When an agent calls a runbook through MCP, the call goes through the gateway. The gateway checks IsUserAllowedToRunRunbook against the agent's identity (which inherits from the human who created the session). If the rule matches, the script executes against the target connection. Guardrails still apply. Masking still applies. The session lands in the audit log with the human's name, the agent's name, the runbook called, and the parameters used.

You haven't given the agent write access to the database. You've given it write access to one shape of write.

What about the things runbooks don't cover?

Two honest gaps.

Runbooks are pre-meditated work. They handle the operations your team has already designed for. The 3 AM exploratory debug isn't a runbook. It's an agent reading logs, joining tables it hasn't joined before, asking questions nobody scripted. For that, you're back to read-only plus session review. Which is fine. Read-only is the right default for exploration.

The other gap is the runbook library itself. If your team has six runbooks, agents get six tools. The value compounds with the library. The teams getting the most out of this pattern are the ones that already had a scripts/ directory and just needed somewhere to publish it safely.

Where does this sit in the broader pattern?

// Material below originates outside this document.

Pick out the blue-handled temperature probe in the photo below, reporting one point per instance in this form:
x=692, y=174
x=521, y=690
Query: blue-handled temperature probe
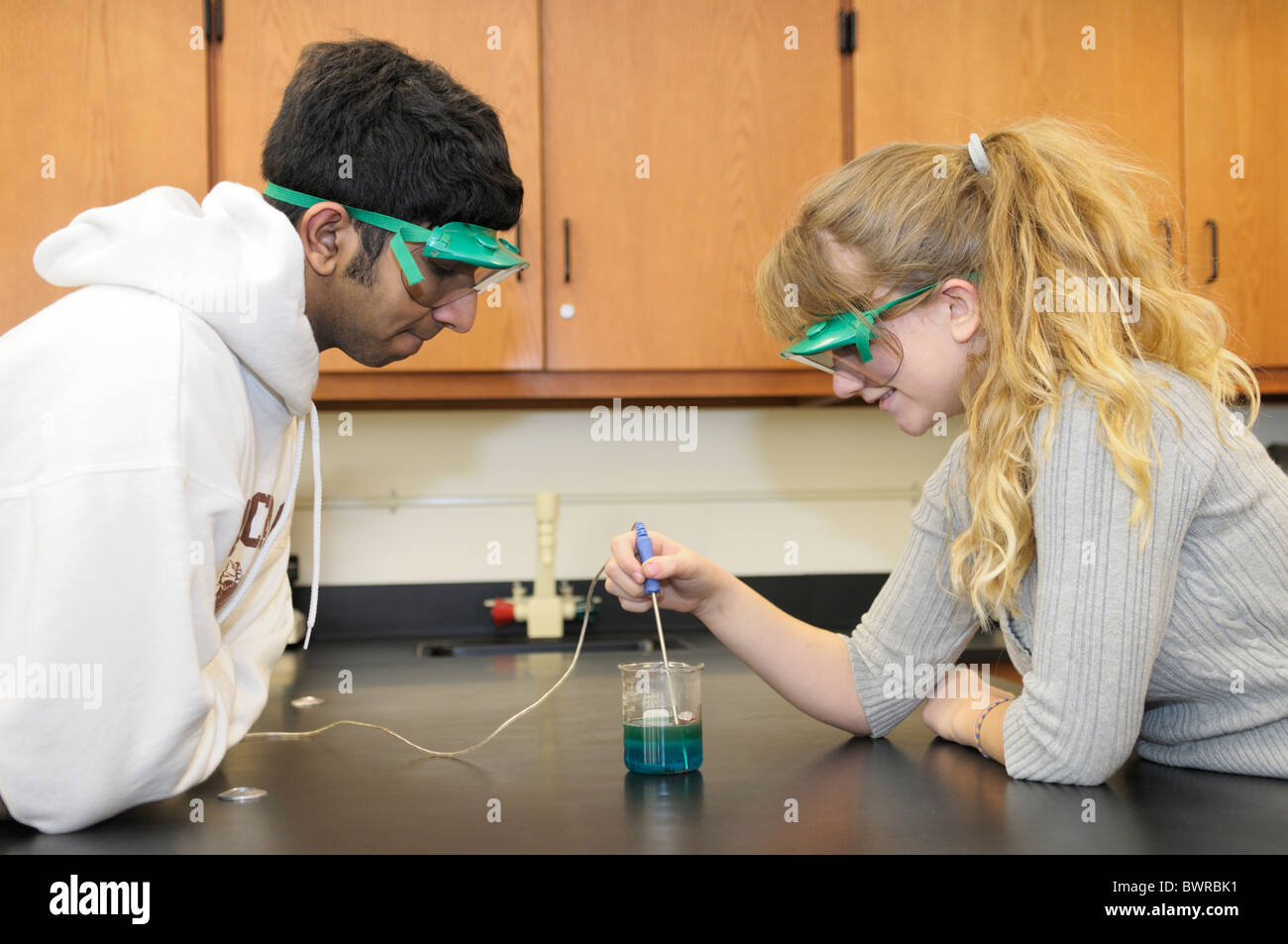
x=644, y=549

Two things are happening in production access at the same time. AI agents are showing up next to engineers in the same pipes. And the policies meant to govern human access were already behind. Most teams don't have the headcount to write per-action rules. The ones who tried describe it as "permissioning the database fleet with a team of five for years and never finishing."

Runbooks invert the model. Instead of writing a policy that describes every mutating action an agent might take, you write the actions you want it to take. The rest is denied by default. The library becomes the policy.

That's the security team's leverage. Code review is the bottleneck. Code review is also the thing they trust.

What changes for the security team this quarter?

Stop asking "what should the agent be allowed to do." Start asking "what scripts should exist."

The first one is a policy problem with no end state. The second one is a backlog. Backlogs ship.

If you're using Hoop, runbooks ship today. They live next to guardrails and approvals in the same gateway. The agent calls them through MCP. The session looks the same as a human's. Your audit log doesn't care which it was.

Your agents got demoted because the trust model didn't fit. The trust model wasn't broken. The interface was.